Youth services are about so much more than just fixing crime. I remember going to a youth club when I was young. It was at St John’s in north Woolwich. I received validation of my rights as a young person that I did not get from anywhere else. I do not think I would have got the confidence that has eventually led to me being here without that youth service. I want to publicly and belatedly thank Esther Wilson, Anne King, Nick Nicholls and Dave Butcher. I would not have made it without them.
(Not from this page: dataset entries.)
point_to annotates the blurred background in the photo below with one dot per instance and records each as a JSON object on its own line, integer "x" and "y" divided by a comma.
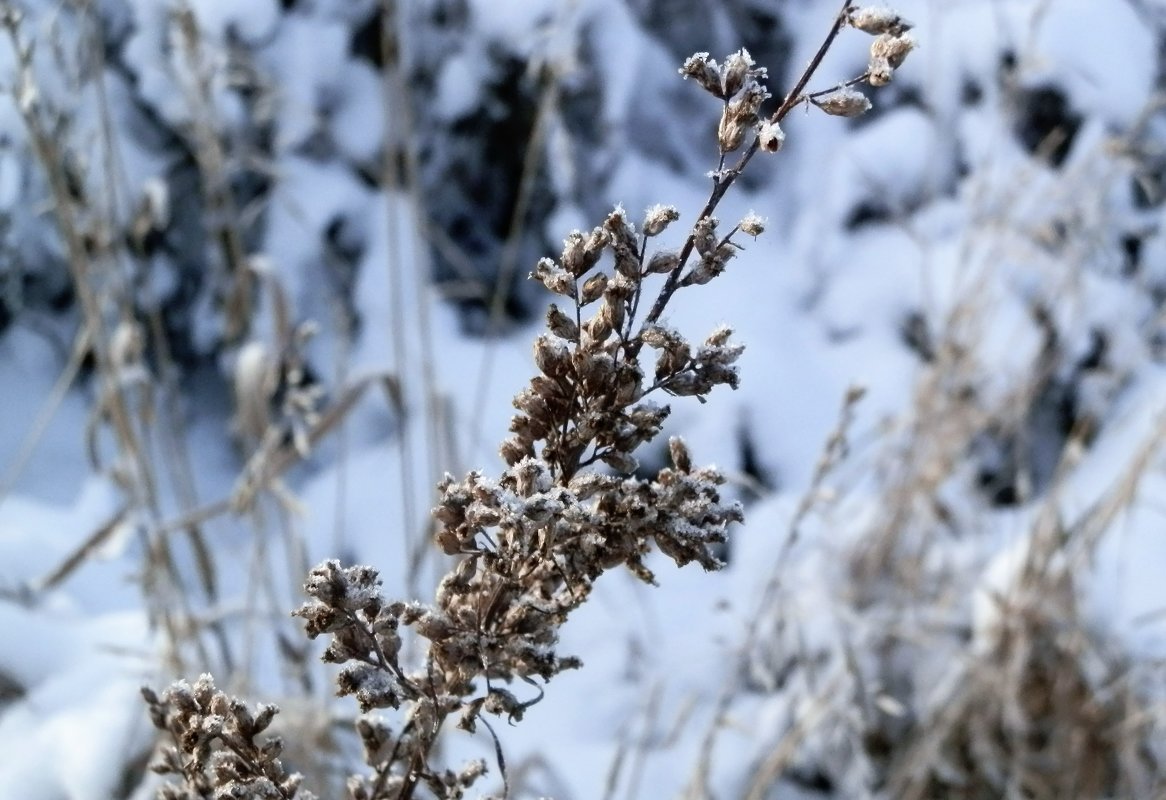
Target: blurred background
{"x": 262, "y": 282}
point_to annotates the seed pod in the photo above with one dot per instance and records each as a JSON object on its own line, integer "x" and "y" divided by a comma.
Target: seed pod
{"x": 680, "y": 456}
{"x": 731, "y": 131}
{"x": 554, "y": 278}
{"x": 875, "y": 21}
{"x": 844, "y": 103}
{"x": 879, "y": 72}
{"x": 704, "y": 71}
{"x": 552, "y": 357}
{"x": 704, "y": 234}
{"x": 893, "y": 49}
{"x": 735, "y": 71}
{"x": 620, "y": 462}
{"x": 562, "y": 325}
{"x": 752, "y": 225}
{"x": 658, "y": 218}
{"x": 594, "y": 288}
{"x": 771, "y": 137}
{"x": 575, "y": 253}
{"x": 662, "y": 261}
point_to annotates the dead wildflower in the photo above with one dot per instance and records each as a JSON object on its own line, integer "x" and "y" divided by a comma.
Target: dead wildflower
{"x": 875, "y": 21}
{"x": 771, "y": 137}
{"x": 215, "y": 749}
{"x": 844, "y": 102}
{"x": 529, "y": 545}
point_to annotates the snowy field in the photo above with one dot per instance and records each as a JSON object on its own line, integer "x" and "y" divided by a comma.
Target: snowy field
{"x": 947, "y": 437}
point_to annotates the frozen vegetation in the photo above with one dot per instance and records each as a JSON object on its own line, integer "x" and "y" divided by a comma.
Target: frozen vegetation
{"x": 264, "y": 282}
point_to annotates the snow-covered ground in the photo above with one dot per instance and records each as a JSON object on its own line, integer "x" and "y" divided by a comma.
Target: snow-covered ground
{"x": 984, "y": 254}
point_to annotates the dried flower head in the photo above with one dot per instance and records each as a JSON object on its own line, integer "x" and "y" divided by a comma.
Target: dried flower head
{"x": 892, "y": 48}
{"x": 873, "y": 20}
{"x": 771, "y": 137}
{"x": 843, "y": 103}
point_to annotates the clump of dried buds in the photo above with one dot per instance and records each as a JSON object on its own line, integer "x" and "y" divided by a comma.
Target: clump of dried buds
{"x": 569, "y": 506}
{"x": 216, "y": 750}
{"x": 891, "y": 44}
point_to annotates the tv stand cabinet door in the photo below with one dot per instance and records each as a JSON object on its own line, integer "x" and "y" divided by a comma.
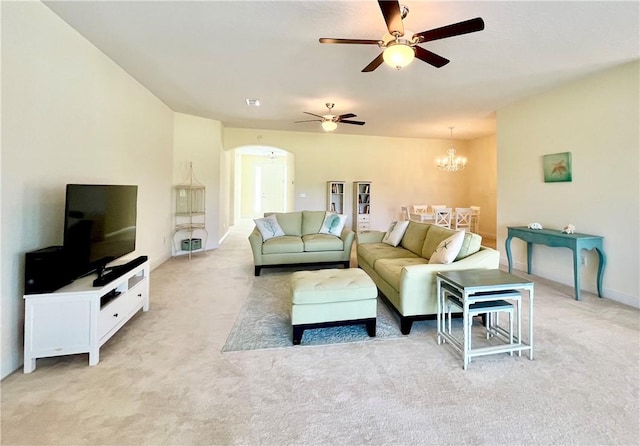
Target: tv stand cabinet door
{"x": 56, "y": 326}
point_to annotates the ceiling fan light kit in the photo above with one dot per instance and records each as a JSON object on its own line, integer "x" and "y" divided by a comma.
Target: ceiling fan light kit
{"x": 329, "y": 126}
{"x": 398, "y": 55}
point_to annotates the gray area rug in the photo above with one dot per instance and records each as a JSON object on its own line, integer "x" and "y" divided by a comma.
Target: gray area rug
{"x": 265, "y": 321}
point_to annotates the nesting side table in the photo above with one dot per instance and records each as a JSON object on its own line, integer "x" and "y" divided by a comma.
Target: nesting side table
{"x": 482, "y": 285}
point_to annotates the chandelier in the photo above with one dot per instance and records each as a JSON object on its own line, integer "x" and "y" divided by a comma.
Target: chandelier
{"x": 451, "y": 162}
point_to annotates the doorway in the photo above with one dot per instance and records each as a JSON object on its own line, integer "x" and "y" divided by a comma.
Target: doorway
{"x": 263, "y": 181}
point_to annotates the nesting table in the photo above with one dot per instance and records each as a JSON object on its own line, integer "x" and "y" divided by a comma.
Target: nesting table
{"x": 483, "y": 285}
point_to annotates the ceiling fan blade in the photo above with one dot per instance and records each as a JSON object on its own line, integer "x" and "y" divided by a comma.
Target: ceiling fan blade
{"x": 455, "y": 29}
{"x": 356, "y": 41}
{"x": 346, "y": 121}
{"x": 392, "y": 16}
{"x": 430, "y": 58}
{"x": 375, "y": 63}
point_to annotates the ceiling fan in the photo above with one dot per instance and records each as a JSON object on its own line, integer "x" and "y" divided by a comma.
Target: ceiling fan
{"x": 330, "y": 121}
{"x": 399, "y": 50}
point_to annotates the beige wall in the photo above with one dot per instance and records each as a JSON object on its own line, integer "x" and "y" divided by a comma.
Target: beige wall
{"x": 597, "y": 120}
{"x": 482, "y": 178}
{"x": 197, "y": 141}
{"x": 70, "y": 115}
{"x": 402, "y": 170}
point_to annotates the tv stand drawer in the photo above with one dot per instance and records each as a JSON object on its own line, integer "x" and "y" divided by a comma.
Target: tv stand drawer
{"x": 119, "y": 310}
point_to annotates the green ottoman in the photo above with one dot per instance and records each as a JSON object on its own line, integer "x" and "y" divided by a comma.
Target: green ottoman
{"x": 331, "y": 297}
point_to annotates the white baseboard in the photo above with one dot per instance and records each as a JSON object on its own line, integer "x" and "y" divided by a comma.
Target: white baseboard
{"x": 607, "y": 293}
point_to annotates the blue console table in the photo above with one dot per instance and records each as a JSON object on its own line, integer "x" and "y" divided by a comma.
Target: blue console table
{"x": 553, "y": 237}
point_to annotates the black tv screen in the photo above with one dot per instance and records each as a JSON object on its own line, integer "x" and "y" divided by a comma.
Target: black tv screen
{"x": 99, "y": 225}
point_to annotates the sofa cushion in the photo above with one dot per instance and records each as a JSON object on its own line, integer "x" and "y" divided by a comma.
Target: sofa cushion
{"x": 333, "y": 224}
{"x": 322, "y": 242}
{"x": 414, "y": 236}
{"x": 470, "y": 244}
{"x": 283, "y": 245}
{"x": 370, "y": 252}
{"x": 448, "y": 249}
{"x": 395, "y": 232}
{"x": 390, "y": 269}
{"x": 268, "y": 227}
{"x": 312, "y": 221}
{"x": 290, "y": 222}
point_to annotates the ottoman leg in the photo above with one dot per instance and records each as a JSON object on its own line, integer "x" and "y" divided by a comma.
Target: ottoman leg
{"x": 297, "y": 334}
{"x": 371, "y": 327}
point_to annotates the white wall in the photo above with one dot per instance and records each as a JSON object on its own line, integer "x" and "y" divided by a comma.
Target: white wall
{"x": 198, "y": 141}
{"x": 402, "y": 170}
{"x": 70, "y": 115}
{"x": 597, "y": 119}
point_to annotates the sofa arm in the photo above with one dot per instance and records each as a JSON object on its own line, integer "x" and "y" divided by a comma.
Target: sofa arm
{"x": 370, "y": 237}
{"x": 255, "y": 240}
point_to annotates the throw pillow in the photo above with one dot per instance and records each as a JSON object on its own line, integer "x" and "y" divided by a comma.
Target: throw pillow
{"x": 448, "y": 249}
{"x": 268, "y": 227}
{"x": 333, "y": 224}
{"x": 395, "y": 232}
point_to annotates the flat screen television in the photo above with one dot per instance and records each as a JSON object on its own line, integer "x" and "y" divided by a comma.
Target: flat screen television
{"x": 99, "y": 225}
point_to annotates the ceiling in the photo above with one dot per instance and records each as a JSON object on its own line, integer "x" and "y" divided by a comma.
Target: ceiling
{"x": 206, "y": 58}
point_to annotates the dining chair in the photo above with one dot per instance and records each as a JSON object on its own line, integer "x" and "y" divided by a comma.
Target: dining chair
{"x": 442, "y": 217}
{"x": 463, "y": 219}
{"x": 475, "y": 219}
{"x": 418, "y": 212}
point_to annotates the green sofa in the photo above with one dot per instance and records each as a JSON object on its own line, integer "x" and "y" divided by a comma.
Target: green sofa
{"x": 301, "y": 244}
{"x": 406, "y": 280}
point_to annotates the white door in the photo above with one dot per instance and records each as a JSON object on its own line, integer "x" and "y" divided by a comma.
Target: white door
{"x": 271, "y": 179}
Youth workers provide a really important education to young people. That is not a formal, academic education, but an education in skills that are massively important. For some young people, youth clubs will be the only place where there are older people who they can trust. Those adults can help all young people to learn to interpret the world with their peers and to interact with adults, as well as providing them with role models and safe places for creativity, cultural expression and cultural exploration. They allow young people to develop so many different skills. It is what policy wonks call cultural and social capital—basically, many of the things that middle-class children hopefully take for granted.

Since 2010, we have lost so many excellent youth workers. Across this city, since the 2011-12 financial year, 104 youth centres and projects have permanently closed and a massive 562 youth workers have been put out of a job. That is a tragedy, because it has led to tragedy. That is why I am delighted that the London Borough of Newham is pursuing a huge expansion of youth services. There will be £1.4 million of investment and 33 new full-time roles—potentially the largest ever recruitment of youth workers in the UK. Our young people in Newham have been asking for that. Fortunately, the Labour Mayor and the Labour council have listened to them.

The new services will be up and ready by the end of this year, and I know they will make a huge positive difference. We only need to listen to the testimony of children to understand why. Newham parents whose children spent last summer with youth clubs and council-funded youth services said it was the best summer their children had had. One young man said:

“The youth centre was a place that they offered me support, and the only worker who didn’t judge me, and actually attended all my meetings, was the youth worker. She never gave up on me, even when I gave up on myself.”

Those life-changing and, I suggest, life-preserving experiences need to be available to children across the country. How about the Minister matching the Labour promise of statutory youth services in every single area, so that no child misses out? Once she does that, she must ensure she does not pass the youth service buck without the bucks to match.